Inbound sourcing usually involves posting job listings or job ads on your career page, job boards, and social media to generate awareness and interest from people who are actively seeking work. With this sourcing approach, it’s easier for recruiters to find candidates since they’re applying to jobs and actively looking for new opportunities. While this sourcing method draws in more active job seekers, it doesn’t attract many passive candidates.
Outbound sourcing, on the other hand, requires recruiters to be more proactive in their outreach because they want to connect with candidates who may not be actively looking for roles at that time – in other words, passive candidates. Recruiters usually create a targeted list of qualified prospects to reach out to, sharing current or future job opportunities with them through email, LinkedIn or other communication channels. Whether the prospect becomes a candidate or not, outbound sourcing allows recruiters to initiate conversations, build relationships with prospects and add them to their talent pool.
How to source candidates
Now that we’ve covered what candidate sourcing is, let’s take a look at the different methods you can use to source candidates.
- Create targeted lists of prospects
To ensure you’re reaching the right people, it’s critical to create targeted lists of people to reach out to. As you create these lists, it’s important to properly vet each prospect before you segment them by skillset, role or other relevant criteria.
- Utilize different communication channels and tools to find candidates
Using communication channels and tools such as email, LinkedIn, social media and CRM are all great ways to discover candidates. These methods allow you to attract and engage both active and passive candidates so you can consistently build and add people to your talent pool and pipeline.
- Promote employee referrals
Who’s a better advocate than your employee? Employee referrals are an excellent way to find candidates since it’s likely that your employees already know people in their network who would be a great fit for your company’s open roles. One way to encourage referrals is by offering incentives or bonuses when a successful hire is made.
- Provide a great candidate experience
Every interaction the candidate has from the initial outreach through the application process and beyond matters. It’s therefore crucial that every touchpoint in your sourcing strategy helps you deliver a great candidate experience. Otherwise, candidates may get a negative impression and lose interest in joining your company.
- Focus on building long-term relationships
Last, but not least, a successful sourcing strategy must include building long-term relationships with people.
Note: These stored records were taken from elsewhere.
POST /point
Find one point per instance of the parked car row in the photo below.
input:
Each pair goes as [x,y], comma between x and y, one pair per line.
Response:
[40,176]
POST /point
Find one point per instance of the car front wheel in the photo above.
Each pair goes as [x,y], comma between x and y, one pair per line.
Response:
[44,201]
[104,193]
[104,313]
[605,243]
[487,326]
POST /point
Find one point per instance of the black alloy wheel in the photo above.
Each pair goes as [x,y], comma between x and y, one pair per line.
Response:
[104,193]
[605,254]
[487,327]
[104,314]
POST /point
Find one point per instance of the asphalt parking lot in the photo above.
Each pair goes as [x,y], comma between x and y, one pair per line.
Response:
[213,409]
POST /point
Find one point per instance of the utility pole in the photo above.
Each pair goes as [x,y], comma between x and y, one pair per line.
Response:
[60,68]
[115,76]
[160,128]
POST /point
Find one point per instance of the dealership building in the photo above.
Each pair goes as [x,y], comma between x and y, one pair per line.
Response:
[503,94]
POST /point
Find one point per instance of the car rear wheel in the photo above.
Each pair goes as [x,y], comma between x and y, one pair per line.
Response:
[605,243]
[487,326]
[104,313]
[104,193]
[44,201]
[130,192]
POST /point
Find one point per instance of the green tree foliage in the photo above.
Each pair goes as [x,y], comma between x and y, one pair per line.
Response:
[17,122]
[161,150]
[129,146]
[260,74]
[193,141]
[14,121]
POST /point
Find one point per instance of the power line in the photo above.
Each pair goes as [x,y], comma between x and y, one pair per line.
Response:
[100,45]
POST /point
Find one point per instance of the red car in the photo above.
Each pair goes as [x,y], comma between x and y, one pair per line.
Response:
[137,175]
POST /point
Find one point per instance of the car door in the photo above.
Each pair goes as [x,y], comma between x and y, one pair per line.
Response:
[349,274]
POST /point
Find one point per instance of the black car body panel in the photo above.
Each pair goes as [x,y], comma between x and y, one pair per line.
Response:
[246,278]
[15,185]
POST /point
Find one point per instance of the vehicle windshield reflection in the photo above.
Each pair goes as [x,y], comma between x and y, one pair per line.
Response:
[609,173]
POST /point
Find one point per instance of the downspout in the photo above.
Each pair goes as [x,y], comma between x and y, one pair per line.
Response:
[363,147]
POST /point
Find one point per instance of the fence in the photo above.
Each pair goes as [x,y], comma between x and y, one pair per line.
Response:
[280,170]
While there’s not always an immediate payoff, it’s important to keep an open mind when it comes to connecting with people and building relationships with them over time. A great way to build and nurture these relationships is by setting reminders to check in on a monthly, quarterly or yearly basis.
Benefits of a strong candidate sourcing strategy
While sourcing requires dedicated time and effort up front, it also offers plenty of long-term benefits.
Improved quality of new hires
As you actively search for great candidates, you’ll also develop a better understanding of job requirements and what qualities are needed for success in various roles. And as you improve your sourcing capabilities, you’ll start getting better quality hires – it’s a win-win! Sourcing passive candidates also provides you with a competitive advantage since they’re not actively looking for new opportunities and interviewing elsewhere.
Reduced time and cost of hiring
The average cost per hire is approximately $4,700 and it can take a few weeks or up to 42 days to fill an open role on average, which takes up a lot of time, money and resources. When you consistently source candidates over time, it gets easier to fill positions as they open up since you’ve already built a pipeline of vetted candidates to choose from – saving you time and money.
Stronger employer brand
Candidate sourcing also plays a crucial role in building an employer brand, which is the company’s reputation as a desirable place to work. When your recruiting team shows interest in passive candidates by keeping them updated on new roles and product updates or sharing company news and employee stories, they’ll start to recognize and trust the company over time. They may even recommend your company to friends and people in their network, promoting and strengthening your employer brand through word of mouth.
If you’re not already including both inbound and outbound candidate sourcing as part of your recruitment strategy, it’s definitely worth considering for the many long-term benefits your company will enjoy and can help you find top talent more efficiently in today’s ultra-competitive market.